Abstract
Study Design: The Minimally Invasive Versus Open Distal Pancreatectomy (LEOPARD) trial randomized 108 patients to MIDP (laparoscopic or robotic) or ODP in 14 Dutch centers (April 2015 to March 2017). The primary outcome measure of this study was quality-adjusted life years (QALYs), as assessed with the EQ-5D. QoL was assessed using subscales of the EORTC QLQ-C30, PAN-26, and a body image questionnaire. The latter included a cosmetic satisfaction score (range 3–24), and a body image score (range 5–20). Differences between MIDP and ODP for QALYs, generic, and disease-specific QoL and body image were analyzed. Missing QoL data were imputed using multiple imputation.
Results: In total, 84 patients were alive, with a median follow-up of 44 months; 62 of these patients (74%) completed the questionnaires (27 MIDP, 35 ODP). There was no significant difference in QALYs between the 2 groups (mean score 2.34 vs 2.46 years, p = 0.63), nor on the QoL subscales. Significant overall change in EQ-5D health utilities were found for both groups over time (p < 0.001).

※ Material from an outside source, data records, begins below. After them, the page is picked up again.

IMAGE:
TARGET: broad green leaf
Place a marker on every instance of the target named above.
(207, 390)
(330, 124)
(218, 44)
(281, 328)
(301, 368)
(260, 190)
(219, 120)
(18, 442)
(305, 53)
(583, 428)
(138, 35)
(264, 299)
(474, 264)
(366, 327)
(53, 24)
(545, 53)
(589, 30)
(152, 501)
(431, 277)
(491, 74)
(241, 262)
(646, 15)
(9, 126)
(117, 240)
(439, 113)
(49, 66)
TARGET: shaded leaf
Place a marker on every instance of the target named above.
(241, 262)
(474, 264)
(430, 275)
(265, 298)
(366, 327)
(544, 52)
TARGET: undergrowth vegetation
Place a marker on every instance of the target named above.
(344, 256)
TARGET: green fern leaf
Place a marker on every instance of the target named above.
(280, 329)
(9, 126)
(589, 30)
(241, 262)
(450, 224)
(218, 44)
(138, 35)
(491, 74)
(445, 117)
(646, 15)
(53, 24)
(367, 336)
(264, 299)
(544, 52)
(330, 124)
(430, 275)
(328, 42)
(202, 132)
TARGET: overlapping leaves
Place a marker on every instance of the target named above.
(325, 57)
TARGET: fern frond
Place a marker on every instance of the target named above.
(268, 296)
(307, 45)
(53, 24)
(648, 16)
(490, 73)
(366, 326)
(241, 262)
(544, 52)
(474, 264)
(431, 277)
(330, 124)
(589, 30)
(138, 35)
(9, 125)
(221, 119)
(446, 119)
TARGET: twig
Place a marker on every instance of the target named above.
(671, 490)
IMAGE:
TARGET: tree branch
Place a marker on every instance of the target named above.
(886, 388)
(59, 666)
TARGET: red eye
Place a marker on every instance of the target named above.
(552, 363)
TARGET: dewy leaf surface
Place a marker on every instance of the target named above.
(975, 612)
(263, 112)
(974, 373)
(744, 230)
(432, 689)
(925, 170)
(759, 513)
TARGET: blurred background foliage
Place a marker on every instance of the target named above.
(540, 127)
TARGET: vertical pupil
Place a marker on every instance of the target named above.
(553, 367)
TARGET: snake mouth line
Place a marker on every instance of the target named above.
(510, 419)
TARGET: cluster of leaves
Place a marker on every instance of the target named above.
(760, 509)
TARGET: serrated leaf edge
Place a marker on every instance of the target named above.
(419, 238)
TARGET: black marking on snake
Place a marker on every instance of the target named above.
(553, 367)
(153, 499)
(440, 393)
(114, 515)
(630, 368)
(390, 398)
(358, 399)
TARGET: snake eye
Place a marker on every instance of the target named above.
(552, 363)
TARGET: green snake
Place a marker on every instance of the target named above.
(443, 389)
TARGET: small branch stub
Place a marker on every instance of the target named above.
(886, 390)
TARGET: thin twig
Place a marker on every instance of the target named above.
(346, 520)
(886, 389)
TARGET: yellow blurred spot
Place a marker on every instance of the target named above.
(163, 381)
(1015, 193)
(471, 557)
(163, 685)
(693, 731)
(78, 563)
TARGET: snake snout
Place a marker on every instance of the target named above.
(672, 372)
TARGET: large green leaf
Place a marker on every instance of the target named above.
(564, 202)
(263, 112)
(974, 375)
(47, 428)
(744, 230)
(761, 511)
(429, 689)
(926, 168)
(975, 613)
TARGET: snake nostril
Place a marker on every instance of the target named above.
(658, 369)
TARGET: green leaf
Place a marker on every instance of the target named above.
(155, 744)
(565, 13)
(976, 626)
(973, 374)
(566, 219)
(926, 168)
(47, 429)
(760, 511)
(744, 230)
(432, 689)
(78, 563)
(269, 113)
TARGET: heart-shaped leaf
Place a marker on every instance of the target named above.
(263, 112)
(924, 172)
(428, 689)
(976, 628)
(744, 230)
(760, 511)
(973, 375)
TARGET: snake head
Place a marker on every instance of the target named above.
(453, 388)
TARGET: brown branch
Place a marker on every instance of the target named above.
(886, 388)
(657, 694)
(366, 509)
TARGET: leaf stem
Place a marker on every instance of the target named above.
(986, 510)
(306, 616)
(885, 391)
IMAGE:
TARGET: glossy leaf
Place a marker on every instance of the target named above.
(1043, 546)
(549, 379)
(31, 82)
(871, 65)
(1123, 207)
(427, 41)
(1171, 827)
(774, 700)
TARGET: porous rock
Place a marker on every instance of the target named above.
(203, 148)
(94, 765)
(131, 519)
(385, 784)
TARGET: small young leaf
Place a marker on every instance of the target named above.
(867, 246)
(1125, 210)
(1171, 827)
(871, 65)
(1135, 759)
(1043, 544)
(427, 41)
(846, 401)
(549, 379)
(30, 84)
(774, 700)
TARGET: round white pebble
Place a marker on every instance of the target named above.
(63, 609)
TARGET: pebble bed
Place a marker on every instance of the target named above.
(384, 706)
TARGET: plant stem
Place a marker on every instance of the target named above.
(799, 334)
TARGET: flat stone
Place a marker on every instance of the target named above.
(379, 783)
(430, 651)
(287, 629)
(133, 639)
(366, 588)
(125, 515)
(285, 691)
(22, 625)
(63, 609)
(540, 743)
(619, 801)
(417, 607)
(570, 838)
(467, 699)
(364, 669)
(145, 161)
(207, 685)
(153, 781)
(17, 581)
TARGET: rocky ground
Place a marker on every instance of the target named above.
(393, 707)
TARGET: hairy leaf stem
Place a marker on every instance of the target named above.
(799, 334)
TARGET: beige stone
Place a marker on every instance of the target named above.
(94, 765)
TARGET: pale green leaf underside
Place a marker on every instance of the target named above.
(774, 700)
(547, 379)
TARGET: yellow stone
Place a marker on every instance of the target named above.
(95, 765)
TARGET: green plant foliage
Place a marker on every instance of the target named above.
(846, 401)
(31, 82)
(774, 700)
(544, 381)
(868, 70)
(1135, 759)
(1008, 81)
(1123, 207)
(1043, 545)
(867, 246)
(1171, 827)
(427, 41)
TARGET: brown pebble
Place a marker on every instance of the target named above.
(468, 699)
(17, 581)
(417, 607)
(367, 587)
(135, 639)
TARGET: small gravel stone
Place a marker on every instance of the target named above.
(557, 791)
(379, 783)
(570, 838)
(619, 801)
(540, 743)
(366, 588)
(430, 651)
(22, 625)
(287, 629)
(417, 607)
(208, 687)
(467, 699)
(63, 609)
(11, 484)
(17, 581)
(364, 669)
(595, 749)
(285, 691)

Patients in the MIDP group scored higher on cosmetic satisfaction (21 vs 14, p = 0.049). No differences between the 2 groups were observed for clinical outcomes such as major complications, readmissions, and incisional hernias.
Conclusions: More than 3 years after distal pancreatectomy, no improvement in QALYs and overall QoL was seen after MIDP, whereas cosmetic satisfaction was higher after MIDP as compared with ODP.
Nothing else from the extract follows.